In August 1929 he migrated to Brussels with his new bride Rywka Miodowska who he had met in the Bund youth group Yugnt Bund Tsukunft. In Brussels he continued his commitment to Yiddishkeit and remained active in the Bund. By the time the war came to Belgium, Nachman had carved out a successful career for himself as a manufacturer of leather gloves. In 1942 the deadly round-up of Jews in Brussels meant that it was no longer safe for Jews to remain living openly and by the end of 1942, with the assistance of some non Jews, he, his wife and two children went into hiding. By the end of 1944, after Brussels was liberated, the Gryfenberg family was reunited.
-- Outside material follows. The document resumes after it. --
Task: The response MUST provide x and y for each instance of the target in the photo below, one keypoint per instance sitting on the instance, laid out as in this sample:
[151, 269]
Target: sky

Nachman, his wife and children remained in Brussels until 1949. He tried to re-establish himself but the tragic events of the war had left him disillusioned with life in Europe. According to his daughter, Danielle Charak, Europe felt like a cemetery to Nachman and the threat of the Soviet Union and communism made life difficult. The search for a new homeland began. His brother secured papers for Australia, a country that offered refuge and a Yiddish speaking community. Later he obtained visas for Nachman’s family and that of their sister. The Gryfenbergs arrived in Melbourne on 15 May 1949. Nachman tried to work in his trade but with little demand for leather gloves he turned his hand to other things, eventually becoming successful in the shmatte (clothing) business.
Right from the start Nachman’s contacts with the Bund ensured a social and cultural network. He set to work supporting Yiddish life by becoming involved with the Bund and the Kadimah, serving on many of their committees. For some time he served on the committee of the Sholem Aleichem Sunday School, on the Governing Board of the Jewish Welfare Society from 1972-1976 and the Friends of SKIF. He was instrumental in purchasing a property in Dromana for SKIF and later having a house built there for its use.
Nachman was one of the six founding donors for the establishment of a Yiddish day school in Elsternwick, putting out the initial seed money to buy additional property adjacent to the Sholem Aleichem Sunday School. With the establishment of Sholem Aleichem College in 1975, Nachman served as its inaugural president for ten years from 1975-1985. He saw the school expand and he saw this as his greatest contribution to Yiddish communal life in Melbourne.
Nachman passed away on 9 March 1992. He is survived by his two daughters Floris Kalman and Danielle Charak, both of whom have made their own considerable contributions to the furthering of Yiddish.